The Hai||om group say they are entitled to exclusive beneficial occupation and use of the Etosha lands and 11 nearby farms as the land in question has been theirs since the 1800s. An estimated 5,500 adults belong to the Hai||om community.
The group wants government to recognise their ownership rights to the said lands, or alternatively an award of land of equal size (about 23,000 square kilometres) and the same quality as they had lost, or alternatively that the State compensate them financially in an amount of N$3.9 billion.
According to the notice of motion, the preliminary estimate of the Etosha Park is N$3.8 billion, with the Mangetti lands valued at N$95 million.
The Hai||om say they started losing their ancestral land in the late 1800s when they and the San people of the area were hunted and killed by German colonists, the colonial police and army.
They further state that since 1954 members of the Hai||om group have been denied access to the Etosha lands and that things got worse when no land or homeland was allocated to the group after the Odendaal Commission policy report issued by the South African administration in then South West Africa.
“As a result, the Hai||om people were forced to work on the farms owned by Oshiwambo farmers, who were encouraged by the apartheid administration to settle and farm north of Mangetti lands, which was originally owned by the Hai||om people,” the applicants contend in the High Court.
In their affidavit the group claims that most of their ancestral lands now fall within Etosha National Park. They say four farms on their ancestral land are currently used by the Ministry of Agriculture, Water and Forestry for quarantine purposes, one by Namibia Development Corporation (NDC), and the remaining farms are being used by the Ministry of Agriculture, Water and Forestry and have been used to accommodate a group of displaced Oshiwambo farmers. They further state that for years the government of Namibia has failed to address the vulnerability and marginalisation of the Hai||om people.

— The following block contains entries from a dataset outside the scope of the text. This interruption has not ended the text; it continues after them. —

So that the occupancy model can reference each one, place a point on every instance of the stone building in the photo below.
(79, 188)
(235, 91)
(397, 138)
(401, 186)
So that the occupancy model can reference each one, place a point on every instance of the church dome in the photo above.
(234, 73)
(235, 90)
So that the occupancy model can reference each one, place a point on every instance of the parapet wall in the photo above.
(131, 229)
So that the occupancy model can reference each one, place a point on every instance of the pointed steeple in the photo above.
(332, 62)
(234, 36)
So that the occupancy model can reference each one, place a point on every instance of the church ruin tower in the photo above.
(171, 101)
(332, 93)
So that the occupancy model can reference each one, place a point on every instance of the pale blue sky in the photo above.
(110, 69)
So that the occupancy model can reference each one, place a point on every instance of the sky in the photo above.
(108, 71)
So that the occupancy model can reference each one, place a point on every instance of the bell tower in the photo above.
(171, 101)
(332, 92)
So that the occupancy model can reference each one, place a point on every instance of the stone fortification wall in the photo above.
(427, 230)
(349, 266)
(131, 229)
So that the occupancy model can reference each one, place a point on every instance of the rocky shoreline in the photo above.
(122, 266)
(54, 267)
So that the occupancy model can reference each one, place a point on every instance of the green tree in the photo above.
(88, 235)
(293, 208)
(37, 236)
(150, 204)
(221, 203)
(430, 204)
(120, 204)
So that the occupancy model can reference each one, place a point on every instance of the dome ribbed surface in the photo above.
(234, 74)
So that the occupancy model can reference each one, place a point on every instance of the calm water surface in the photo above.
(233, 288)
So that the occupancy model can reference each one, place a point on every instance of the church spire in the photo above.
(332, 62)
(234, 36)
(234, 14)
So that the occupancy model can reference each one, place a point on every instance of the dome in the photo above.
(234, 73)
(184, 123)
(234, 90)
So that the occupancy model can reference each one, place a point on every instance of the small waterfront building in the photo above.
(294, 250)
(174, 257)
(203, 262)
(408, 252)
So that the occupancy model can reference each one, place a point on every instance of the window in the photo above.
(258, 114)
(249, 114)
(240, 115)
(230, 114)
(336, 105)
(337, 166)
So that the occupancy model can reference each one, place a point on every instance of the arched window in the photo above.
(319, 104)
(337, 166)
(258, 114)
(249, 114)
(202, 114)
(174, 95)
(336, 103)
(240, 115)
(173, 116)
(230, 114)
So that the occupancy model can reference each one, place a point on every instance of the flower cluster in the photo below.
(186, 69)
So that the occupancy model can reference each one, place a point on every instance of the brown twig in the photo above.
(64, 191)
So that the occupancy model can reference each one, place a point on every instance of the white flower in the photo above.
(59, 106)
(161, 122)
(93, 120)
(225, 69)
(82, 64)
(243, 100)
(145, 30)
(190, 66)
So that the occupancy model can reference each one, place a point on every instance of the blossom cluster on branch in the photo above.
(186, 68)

“My people’s expulsion from the park was done without any consultation and without any form of compensation,” explained Chief David //Khamuxab of the Hai||om. A preliminary 1990 report by NDC recognised the Hai||om people’s presence around the Mangetti area and proposed that they hold the right to occupy the Mangetti lands and be allowed to gather and eat ‘veldkos’, as has been their practice for centuries.
However, the group lost all access to the land, leaving them destitute, marginalised and in great poverty.
They claim that as a result of the aforegoing they now depend on government for food aid and are plagued by persistent hunger and increased vulnerability to disease.
They argue that under common law and in terms of Article 16(1) of the Namibian Constitution – read with the applicable international law – including Article 14 of the African Charter and Articles 13 and 14 of the Convention on the Rights of Indigenous and Tribal People in independent countries, the Hai||om are the rightful owners of the land in question and are entitled to reparation and fair and equitable compensation for their dispossession of the land in question, according to the notice of motion.
Even though numerous demonstrations have been staged and petitions submitted by various landless groups in the country over claims to their forebears’ land, the Hai||om’s claim to their ancestral land is the first of its kind to be dealt with by the High Court since 1990.
The group is represented in the in court by the Legal Assistance Centre.